The concept of junk mail and spam shouldn’t exist. If all businesses understood the concept of relevant marketing, we wouldn’t have the need for “don’t call” or “don’t email” lists.

IOOC is a little like Avis: always trying harder to over-deliver. We’re not a billion-dollar company, even though we work for billion-dollar companies. We hire people who are capable of making only good decisions, who always put the client first. We make sure they understand what we expect of them and what our clients expect. Our clients expect that whatever it takes, we get it done. We instill that point of view into everybody who works here, and then we just leave them alone to do it.

We have a very flat organization. There are two founders and department leaders. We don’t use officer titles. There’s always a fair amount of excitement, as there should be in entrepreneurial companies. We have very little turnover, because we treat our employees like we advise our clients to treat their customers.

We do everything we can to make it convenient and profitable for our employees to work for IOOC. Many of our staff work from home, from all over the country. This allows us to hire great people, regardless of where they are, giving them the freedom of no commute. In turn, having low corporate overhead allows us to be a low-cost provider.
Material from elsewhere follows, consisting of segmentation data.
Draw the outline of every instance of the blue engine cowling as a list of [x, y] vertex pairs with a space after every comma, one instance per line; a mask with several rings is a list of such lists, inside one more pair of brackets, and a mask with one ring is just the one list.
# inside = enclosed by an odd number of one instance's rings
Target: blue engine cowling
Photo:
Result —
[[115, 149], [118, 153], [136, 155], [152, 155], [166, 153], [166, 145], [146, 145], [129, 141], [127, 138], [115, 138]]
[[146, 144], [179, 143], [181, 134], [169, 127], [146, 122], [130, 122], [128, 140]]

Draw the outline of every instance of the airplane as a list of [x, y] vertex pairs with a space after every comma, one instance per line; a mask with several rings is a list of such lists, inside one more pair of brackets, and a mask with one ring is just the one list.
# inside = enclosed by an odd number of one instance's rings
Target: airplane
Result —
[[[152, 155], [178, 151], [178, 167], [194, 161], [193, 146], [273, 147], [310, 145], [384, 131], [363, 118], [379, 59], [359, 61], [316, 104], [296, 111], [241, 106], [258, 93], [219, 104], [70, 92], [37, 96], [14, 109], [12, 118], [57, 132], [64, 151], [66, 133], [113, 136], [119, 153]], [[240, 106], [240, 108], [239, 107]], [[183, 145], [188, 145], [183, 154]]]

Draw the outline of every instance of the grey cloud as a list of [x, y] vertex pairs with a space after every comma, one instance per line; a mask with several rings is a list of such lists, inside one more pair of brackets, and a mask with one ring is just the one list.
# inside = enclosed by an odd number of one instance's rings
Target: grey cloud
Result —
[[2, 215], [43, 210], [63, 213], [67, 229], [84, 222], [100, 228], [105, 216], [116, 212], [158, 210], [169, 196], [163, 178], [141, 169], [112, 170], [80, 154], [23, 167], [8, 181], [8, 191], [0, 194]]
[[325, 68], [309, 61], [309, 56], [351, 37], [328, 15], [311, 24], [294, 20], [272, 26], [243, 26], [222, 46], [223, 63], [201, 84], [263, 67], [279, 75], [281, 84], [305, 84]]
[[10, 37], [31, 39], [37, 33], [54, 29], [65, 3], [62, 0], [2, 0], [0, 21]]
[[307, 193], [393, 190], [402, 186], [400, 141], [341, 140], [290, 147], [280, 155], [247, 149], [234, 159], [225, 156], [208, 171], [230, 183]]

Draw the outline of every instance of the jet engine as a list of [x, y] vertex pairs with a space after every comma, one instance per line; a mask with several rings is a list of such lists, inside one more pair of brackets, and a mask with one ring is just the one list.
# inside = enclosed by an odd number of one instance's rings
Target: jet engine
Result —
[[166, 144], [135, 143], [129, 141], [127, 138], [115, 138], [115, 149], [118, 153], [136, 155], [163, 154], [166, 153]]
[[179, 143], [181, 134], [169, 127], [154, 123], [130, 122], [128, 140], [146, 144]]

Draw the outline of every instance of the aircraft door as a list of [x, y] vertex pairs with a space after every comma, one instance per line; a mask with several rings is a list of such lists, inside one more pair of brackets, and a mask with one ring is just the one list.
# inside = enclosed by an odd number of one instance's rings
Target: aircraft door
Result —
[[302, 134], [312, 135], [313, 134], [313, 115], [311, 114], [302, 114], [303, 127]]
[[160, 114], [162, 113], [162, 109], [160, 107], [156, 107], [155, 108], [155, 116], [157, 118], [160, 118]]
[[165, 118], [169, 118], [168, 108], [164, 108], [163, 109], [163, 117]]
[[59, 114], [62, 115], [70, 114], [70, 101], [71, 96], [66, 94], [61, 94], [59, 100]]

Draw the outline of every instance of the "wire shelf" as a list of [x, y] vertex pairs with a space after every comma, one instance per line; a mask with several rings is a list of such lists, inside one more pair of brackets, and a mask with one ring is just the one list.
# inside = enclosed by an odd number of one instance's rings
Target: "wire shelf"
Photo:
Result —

The most important thing to know about Insight Out of Chaos is that we know how to execute. In most companies, there’s too much talk about strategy and analysis, and too much time is spent on meetings to determine how to do something. We work primarily (but not exclusively) in retail. There isn’t time to overanalyze and perfect anything. Because we’ve done it so many times, we have a faster response time in getting “it” done — we don’t require as many meetings.

The difference between us and everybody else — and we hear this from every client — is that we get it done, we execute. One of our clients said that we provide flawless execution.

When Lou Gerstner took over IBM, he changed the mentality from strategy to execution. Even though Lou started his career at McKinsey, he said the dirty little secret was that it was always about who could execute better, not who had the best strategy. That’s IOOC.



SPENCER L. HAPOIENU is president and co-founder of Insight Out of Chaos, a database and direct marketing company.